Beaucoup d’Algériens qui s’étaient réjouis de la « révolte » d’un corps d’État réputé conservateur et dans les mains du régime ont été frustrés que les magistrats, soutenus par une partie du mouvement populaire suite à l’affaire du tribunal d’Oran, aient sacrifié l’indépendance de la justice sur l’autel de leurs revendications « corporatistes ».
Mais pouvait-il en être autrement ? À quelques exceptions près, les magistrats n’ont jamais été à la hauteur du mouvement populaire et ses revendications. Bien que les juges soient légalement soumis à un devoir de réserve, ils auraient pu, dans les limites de leur fonction, refuser la politique de la compromission, de la justice du « téléphone », et prendre des décisions justes dans les centaines de procès engagés contre les citoyens investis dans le Hirak.
Bien au contraire, par leur soumission et leur allégeance, les magistrats ont rendu de bons et loyaux services au régime. Si dans les régimes démocratiques les juges ne sont pas soumis aux injonctions de l’État, ils incarnent dans l’Algérie post-22 février un « appareil d’État », un artifice de coercition légale au service du plus fort qui condamne nos frères et nos sœurs et emprisonne les plus vaillants de nos combattants.
Reste que l’« affaire » des magistrats est riche en leçons. Premièrement, elle a confirmé aux Algériens qu’ils ne peuvent compter sur les magistrats pour défendre la justice et son indépendance. C’est aux Algériens engagés dans le Hirak de lutter au nom de la justice et pour la constitution d’un pouvoir judiciaire indépendant du politique et du militaire.
Deuxièmement, cette grève doit interpeller les Algériens sur l’avenir de la justice. L’émergence d’une justice indépendante est conditionnée par la mise en place d’une transition démocratique. Celle-ci est le seul cadre politique qui permet de passer d’un régime autoritaire vers un régime démocratique, en concrétisant la séparation des pouvoirs (judiciaire, exécutif et législatif) et l’adoption d’une nouvelle constitution souveraine.
La transition démocratique permettrait aux magistrats de constituer un vrai pouvoir judiciaire, indépendant de toute forme d’influence, qui s’exerce dans le cadre de la loi, et rendue au nom du peuple.

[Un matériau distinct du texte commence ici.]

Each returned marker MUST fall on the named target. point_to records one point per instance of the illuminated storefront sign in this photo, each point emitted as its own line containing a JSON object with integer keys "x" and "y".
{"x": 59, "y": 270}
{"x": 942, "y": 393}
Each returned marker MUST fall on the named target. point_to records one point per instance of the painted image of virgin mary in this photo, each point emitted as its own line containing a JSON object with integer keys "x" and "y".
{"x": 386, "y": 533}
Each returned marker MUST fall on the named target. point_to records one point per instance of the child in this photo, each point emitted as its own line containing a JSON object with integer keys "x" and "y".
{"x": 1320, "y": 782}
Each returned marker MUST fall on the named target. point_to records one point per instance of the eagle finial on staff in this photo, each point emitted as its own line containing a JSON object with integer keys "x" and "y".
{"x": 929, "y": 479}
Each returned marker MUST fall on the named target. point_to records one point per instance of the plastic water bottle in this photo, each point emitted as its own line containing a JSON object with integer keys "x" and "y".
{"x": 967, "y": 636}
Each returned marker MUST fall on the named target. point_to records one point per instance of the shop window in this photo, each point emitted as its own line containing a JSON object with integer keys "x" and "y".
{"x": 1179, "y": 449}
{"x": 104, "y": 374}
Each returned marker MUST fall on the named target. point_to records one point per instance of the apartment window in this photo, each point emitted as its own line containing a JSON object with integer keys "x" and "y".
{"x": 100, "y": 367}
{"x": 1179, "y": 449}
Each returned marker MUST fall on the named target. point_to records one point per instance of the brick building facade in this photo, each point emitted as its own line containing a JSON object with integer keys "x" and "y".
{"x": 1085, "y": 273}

À l’évidence, une justice indépendante ne peut voir le jour suite à des élections présidentielles, d’autant plus que celles-ci sont hypothétiques, illégitimes et imposées de manière brutale. Pourquoi? Car l’État de droit dont la justice est la pierre angulaire est un préalable à tout régime démocratique. Et sans une démocratie, les élections ne servent à rien, mis à part à valider le statu quo, soit la non-indépendance de la justice et le maintien du régime.
La transition démocratique est le seul moyen de se prémunir contre les dérives de la Constitution de 2016 – un texte caduc mais à partir duquel le régime maintient sa tutelle sur la justice-. L’article 173 de la Constitution par exemple stipule que « le Conseil supérieur de la magistrature est présidé par le Président de la République » alors que l’article 174 mentionne que le Président « décide de la nomination, de la mutation et du déroulement de la carrière du juge ».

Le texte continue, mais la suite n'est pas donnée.